Le prestazioni in prova e in gara della Desmosedici GP, su piste con caratteristiche completamente diverse, sono state sempre competitive e Andrea Dovizioso e Andrea Iannone, che si giocano la permanenza con la rossa, hanno finora ottenuto due podi: un secondo posto per il forlivese, settimo nella classifica generale a 43 punti da Marquez, e un terzo posto per il pilota abruzzese, undicesimo in classifica dopo il podio di due settimane fa ad Austin.

Il GP di Spagna dello scorso anno non aveva riservato grandi soddisfazioni ai piloti del Ducati Team: Iannone è arrivato sesto, mentre Dovizioso aveva chiuso al nono posto, dopo un lungo nel corso del secondo giro che lo aveva relegato in coda al gruppo: “Purtroppo nelle ultime due gare ho perso due podi possibili, non per colpa mia, ed è ovviamente una situazione frustrante che si riflette anche sulla mia posizione in campionato - ha detto il “Dovi” -. Sono però tranquillo perché nei primi GP di questa stagione, durante i weekend di gara ho sempre lavorato molto bene con la mia squadra e ho dimostrato una grande competitività in pista. Jerez è uno dei circuiti più difficili per la Ducati e per me, ma sono molto fiducioso nei nostri mezzi e quindi lotterò anche in Spagna per cercare di risalire sul podio”.

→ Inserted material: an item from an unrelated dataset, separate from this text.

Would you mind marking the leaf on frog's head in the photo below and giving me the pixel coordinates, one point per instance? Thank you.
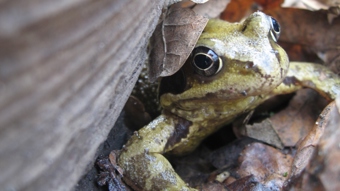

Fiducioso anche Iannone: “Adesso siamo tornati in Europa a Jerez, dove ho già vinto in Moto2 nel 2011 ed è una pista che mi piace molto. Dopo il mio primo podio in Texas due settimane fa credo che abbiamo il potenziale per poter continuare in questa direzione positiva, anche perché la Desmosedici GP è davvero molto competitiva. Per questo motivo arrivo in Spagna molto carico, per continuare il buon lavoro che sto facendo insieme alla mia squadra”.